El recuento puede resultar sintomático. Empecemos por Italia, donde dos cineastas tan notables como Matteo Garrone y Paolo Sorrentino, que han cimentado su prestigio sobre obras capaces de radiografiar en canal a la sociedad italiana, regresan al festival que les encumbró con dos nuevas y esperadas películas (Il racconto dei racconti y Youth, respectivamente), habladas ambas en inglés e interpretadas, en buena medida, por actores ingleses, norteamericanos o incluso de origen hispano, pero chapurreando un inglés más bien ortopédico, caso de Salma Hayek en la película de Garrone, donde comparte reparto con Toby Jones, John C. Reilly, Shirley Henderson, Hayley Carmichael y Stacy Martin, entre algunos otros (como el francés Vincent Cassel), mientras que el director de La grande bellezza convoca a cinco grandes estrellas anglosajonas (Michael Caine, Harvey Keitel, Rachel Weisz, Paul Dano y Jane Fonda) para filmar un guión original suyo hablado también en inglés.
La opción del primero llama poderosamente la atención, porque Il racconto dei racconti es un intento de rescatar para el cine los cuentos fantásticos de Giambattista Basile, escritor napolitano del siglo XVII, predecesor e inspirador tanto de Perrault como de los hermanos Grimm, y autor que juega un papel importante en la genealogía de la lengua italiana. Una fuente tan fértil, y con tantas raíces en la cultura escrita de su país, es traicionada abiertamente por Garrone al orquestar una ambiciosa coproducción internacional que deja al descubierto todos los conocidos e infaustos males del viejo ‘europuding’. La opción del siempre egocéntrico y excesivo Sorrentino es tanto o más sorprendente por cuanto el éxito y la repercusión de su –falsaria-- reinvención de La dolce vita felliniana (La grande belleza) le garantizaba holgadas opciones de financiación para cualquiera de los proyectos que hubiera querido poner en marcha sin necesidad de buscar también el paraguas de la coproducción europea hablada en inglés.
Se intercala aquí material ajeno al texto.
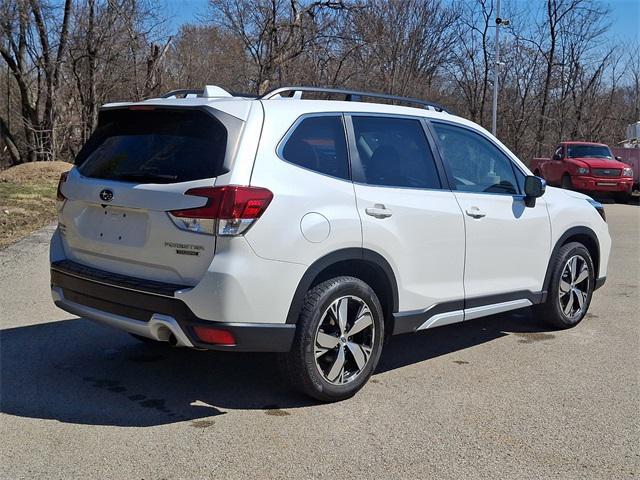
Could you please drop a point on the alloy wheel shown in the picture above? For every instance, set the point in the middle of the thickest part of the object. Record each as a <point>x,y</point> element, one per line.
<point>344,340</point>
<point>574,287</point>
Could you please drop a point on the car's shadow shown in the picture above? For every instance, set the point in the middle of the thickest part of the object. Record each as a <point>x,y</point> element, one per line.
<point>77,371</point>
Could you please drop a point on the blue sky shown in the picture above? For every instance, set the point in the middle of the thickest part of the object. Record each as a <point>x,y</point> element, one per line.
<point>625,15</point>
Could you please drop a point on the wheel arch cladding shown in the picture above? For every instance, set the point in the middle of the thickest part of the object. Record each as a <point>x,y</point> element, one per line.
<point>582,235</point>
<point>367,265</point>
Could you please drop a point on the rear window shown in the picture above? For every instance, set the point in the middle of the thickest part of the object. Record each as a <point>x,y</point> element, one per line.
<point>589,151</point>
<point>158,146</point>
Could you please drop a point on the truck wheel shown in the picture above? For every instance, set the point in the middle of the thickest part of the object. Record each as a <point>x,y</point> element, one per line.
<point>338,340</point>
<point>570,289</point>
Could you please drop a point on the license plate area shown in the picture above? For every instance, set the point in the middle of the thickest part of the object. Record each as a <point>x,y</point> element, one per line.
<point>115,225</point>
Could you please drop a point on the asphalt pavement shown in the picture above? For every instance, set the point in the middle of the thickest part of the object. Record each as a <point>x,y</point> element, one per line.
<point>500,397</point>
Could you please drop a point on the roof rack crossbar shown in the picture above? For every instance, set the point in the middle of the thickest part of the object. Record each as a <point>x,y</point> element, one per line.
<point>352,96</point>
<point>183,92</point>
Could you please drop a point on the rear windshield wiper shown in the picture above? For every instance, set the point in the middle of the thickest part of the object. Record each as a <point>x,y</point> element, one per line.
<point>147,177</point>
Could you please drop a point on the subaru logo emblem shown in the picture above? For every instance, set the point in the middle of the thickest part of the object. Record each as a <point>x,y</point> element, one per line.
<point>106,195</point>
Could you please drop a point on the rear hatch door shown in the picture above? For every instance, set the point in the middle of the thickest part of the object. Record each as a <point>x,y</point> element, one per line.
<point>134,168</point>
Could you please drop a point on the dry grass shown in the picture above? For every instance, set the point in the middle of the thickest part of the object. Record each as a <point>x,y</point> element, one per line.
<point>28,198</point>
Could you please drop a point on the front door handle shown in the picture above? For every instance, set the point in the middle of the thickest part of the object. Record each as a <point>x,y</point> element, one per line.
<point>378,211</point>
<point>475,212</point>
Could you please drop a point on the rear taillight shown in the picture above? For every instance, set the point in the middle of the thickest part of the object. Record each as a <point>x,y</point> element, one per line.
<point>229,211</point>
<point>59,195</point>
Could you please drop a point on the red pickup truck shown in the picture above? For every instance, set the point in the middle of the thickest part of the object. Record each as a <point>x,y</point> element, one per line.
<point>587,167</point>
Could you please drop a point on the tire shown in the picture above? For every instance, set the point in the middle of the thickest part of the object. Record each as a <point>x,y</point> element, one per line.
<point>556,311</point>
<point>325,362</point>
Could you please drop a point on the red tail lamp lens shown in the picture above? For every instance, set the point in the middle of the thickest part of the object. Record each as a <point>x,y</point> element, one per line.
<point>215,336</point>
<point>228,202</point>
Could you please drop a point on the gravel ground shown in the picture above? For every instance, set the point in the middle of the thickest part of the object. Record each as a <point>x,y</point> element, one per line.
<point>501,397</point>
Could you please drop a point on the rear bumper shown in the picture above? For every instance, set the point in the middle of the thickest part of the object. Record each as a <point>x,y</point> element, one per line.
<point>594,184</point>
<point>155,315</point>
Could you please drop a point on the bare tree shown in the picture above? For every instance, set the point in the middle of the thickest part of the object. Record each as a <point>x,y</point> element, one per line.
<point>36,67</point>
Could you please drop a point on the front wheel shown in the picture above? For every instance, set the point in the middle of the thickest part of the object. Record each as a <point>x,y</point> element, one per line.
<point>571,287</point>
<point>338,340</point>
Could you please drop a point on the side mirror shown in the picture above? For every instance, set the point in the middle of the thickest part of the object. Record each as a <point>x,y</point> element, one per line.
<point>534,187</point>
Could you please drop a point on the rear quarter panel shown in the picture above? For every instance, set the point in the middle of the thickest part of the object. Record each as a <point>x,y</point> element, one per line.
<point>326,204</point>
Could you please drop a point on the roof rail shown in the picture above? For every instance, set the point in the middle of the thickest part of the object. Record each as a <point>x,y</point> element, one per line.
<point>351,96</point>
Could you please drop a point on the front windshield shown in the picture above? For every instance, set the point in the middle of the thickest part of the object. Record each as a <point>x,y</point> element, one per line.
<point>589,151</point>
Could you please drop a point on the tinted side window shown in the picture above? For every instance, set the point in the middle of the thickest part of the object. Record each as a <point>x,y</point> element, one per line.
<point>319,144</point>
<point>394,152</point>
<point>477,164</point>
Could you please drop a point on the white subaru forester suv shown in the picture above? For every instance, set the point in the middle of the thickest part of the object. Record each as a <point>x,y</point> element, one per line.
<point>313,228</point>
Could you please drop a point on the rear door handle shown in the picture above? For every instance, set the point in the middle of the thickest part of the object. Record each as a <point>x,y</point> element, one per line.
<point>378,211</point>
<point>475,212</point>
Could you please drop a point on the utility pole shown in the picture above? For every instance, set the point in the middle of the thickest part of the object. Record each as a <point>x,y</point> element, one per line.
<point>496,68</point>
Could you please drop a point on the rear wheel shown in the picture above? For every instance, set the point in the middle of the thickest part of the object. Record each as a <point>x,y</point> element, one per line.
<point>338,340</point>
<point>571,287</point>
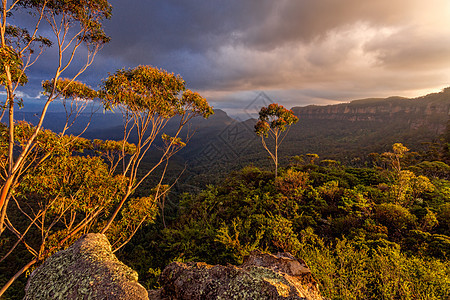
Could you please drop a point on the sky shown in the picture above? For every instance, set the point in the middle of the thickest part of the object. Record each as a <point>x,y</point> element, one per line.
<point>297,52</point>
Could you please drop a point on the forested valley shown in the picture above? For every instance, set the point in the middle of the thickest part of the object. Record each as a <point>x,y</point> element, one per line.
<point>360,190</point>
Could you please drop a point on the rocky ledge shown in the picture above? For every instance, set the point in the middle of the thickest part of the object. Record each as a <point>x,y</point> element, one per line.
<point>86,270</point>
<point>261,276</point>
<point>89,270</point>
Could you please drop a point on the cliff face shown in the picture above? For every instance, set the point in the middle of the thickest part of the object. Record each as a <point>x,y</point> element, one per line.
<point>430,111</point>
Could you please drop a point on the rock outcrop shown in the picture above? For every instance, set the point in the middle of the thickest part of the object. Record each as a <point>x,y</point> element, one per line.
<point>86,270</point>
<point>261,276</point>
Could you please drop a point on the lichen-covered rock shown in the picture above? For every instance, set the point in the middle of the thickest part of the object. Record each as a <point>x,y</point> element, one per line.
<point>261,276</point>
<point>86,270</point>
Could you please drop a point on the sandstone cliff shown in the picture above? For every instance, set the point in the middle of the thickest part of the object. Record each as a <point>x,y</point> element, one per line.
<point>430,111</point>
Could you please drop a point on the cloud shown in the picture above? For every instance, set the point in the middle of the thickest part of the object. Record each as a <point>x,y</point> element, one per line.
<point>301,52</point>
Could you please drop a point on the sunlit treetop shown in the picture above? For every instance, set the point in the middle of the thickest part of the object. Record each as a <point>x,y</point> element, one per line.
<point>154,91</point>
<point>90,14</point>
<point>275,117</point>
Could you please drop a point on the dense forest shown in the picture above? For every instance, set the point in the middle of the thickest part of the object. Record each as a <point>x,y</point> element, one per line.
<point>366,233</point>
<point>376,226</point>
<point>359,190</point>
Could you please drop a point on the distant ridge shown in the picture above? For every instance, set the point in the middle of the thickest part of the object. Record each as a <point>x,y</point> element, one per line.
<point>429,111</point>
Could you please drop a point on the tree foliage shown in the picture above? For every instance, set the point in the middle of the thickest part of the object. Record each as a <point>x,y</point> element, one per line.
<point>273,121</point>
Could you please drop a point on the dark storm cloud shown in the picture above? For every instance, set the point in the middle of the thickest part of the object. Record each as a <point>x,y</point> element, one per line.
<point>301,52</point>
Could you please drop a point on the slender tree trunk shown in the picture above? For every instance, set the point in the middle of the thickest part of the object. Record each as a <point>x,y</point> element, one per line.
<point>276,154</point>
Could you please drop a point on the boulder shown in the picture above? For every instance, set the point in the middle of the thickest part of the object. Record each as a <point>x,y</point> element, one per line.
<point>86,270</point>
<point>261,276</point>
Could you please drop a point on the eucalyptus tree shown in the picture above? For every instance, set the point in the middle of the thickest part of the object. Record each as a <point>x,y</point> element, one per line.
<point>273,122</point>
<point>148,99</point>
<point>73,27</point>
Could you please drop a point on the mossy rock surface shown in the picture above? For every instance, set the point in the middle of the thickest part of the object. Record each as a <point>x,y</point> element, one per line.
<point>262,276</point>
<point>86,270</point>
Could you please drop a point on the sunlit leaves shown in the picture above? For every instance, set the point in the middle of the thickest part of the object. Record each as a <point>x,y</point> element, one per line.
<point>12,60</point>
<point>89,14</point>
<point>274,116</point>
<point>144,88</point>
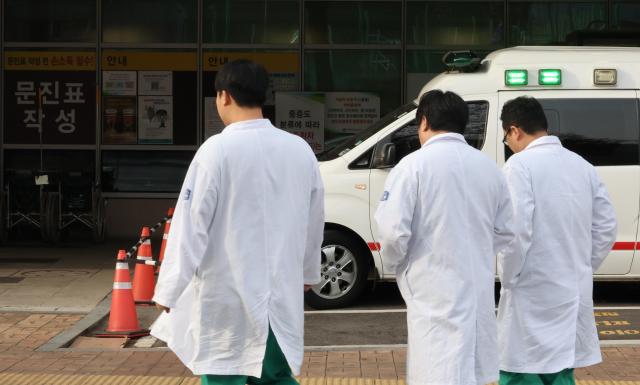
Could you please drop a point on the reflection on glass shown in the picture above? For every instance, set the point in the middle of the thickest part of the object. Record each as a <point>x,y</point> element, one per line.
<point>603,131</point>
<point>50,21</point>
<point>476,129</point>
<point>542,23</point>
<point>422,66</point>
<point>374,71</point>
<point>251,21</point>
<point>138,171</point>
<point>352,22</point>
<point>626,15</point>
<point>149,21</point>
<point>464,23</point>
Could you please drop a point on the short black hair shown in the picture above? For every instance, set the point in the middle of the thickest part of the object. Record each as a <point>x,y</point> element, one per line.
<point>524,112</point>
<point>445,111</point>
<point>247,82</point>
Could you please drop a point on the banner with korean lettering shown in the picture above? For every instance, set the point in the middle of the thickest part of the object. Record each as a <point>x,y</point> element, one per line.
<point>302,114</point>
<point>351,112</point>
<point>49,61</point>
<point>63,103</point>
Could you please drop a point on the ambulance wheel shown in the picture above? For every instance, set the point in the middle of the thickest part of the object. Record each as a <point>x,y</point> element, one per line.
<point>343,274</point>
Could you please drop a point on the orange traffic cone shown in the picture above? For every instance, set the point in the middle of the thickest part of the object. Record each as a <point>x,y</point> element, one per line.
<point>123,318</point>
<point>144,275</point>
<point>165,236</point>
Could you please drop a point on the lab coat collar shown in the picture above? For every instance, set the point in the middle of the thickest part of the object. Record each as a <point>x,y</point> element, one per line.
<point>248,124</point>
<point>544,140</point>
<point>447,136</point>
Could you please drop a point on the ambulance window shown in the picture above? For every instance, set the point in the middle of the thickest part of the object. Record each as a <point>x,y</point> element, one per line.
<point>606,132</point>
<point>406,138</point>
<point>476,129</point>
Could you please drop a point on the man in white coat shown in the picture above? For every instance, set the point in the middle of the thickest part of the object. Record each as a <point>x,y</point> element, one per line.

Pero no son solo ellos, claro está. El griego Yorgos Lanthimos, un cineasta con un universo poético muy personal y que hasta ahora venía proponiendo originales fábulas (por supuesto habladas en griego) que investigaban con mirada crítica y escéptica el estado de la cuestión en su castigado país, reaparece este año en Cannes con otra fábula que se expresa también con mimbres surrealistas (The Lobster), pero que transcurre en parajes irlandeses y se expresa igualmente en inglés. Lo mismo hace el director noruego de origen danés Joachim Trier para diseccionar complejos secretos familiares en Louder than Bombs, una coproducción franco-noruega-danesa hablada en inglés, con actores franceses (Isabelle Huppert) y anglosajones (Gabriel Byrne, Jesse Heisenberg, Amy Ryan, David Strathairn…), y cuya historia se desarrolla en Estados Unidos a pesar de que habría podido situarse, sin necesidad de cambiar absolutamente nada, en cualquiera de los países coproductores. Y otro tanto ocurre, incluso, con el español Fernando León de Aranoa, que narra en A Perfect Day una historia situada en los Balcanes a finales de los últimos conflictos bélicos, protagonizada igualmente por estrellas internacionales que, dentro del film, se expresan en inglés: Benicio del Toro, Tim Robbins y Olga Kuryelenko.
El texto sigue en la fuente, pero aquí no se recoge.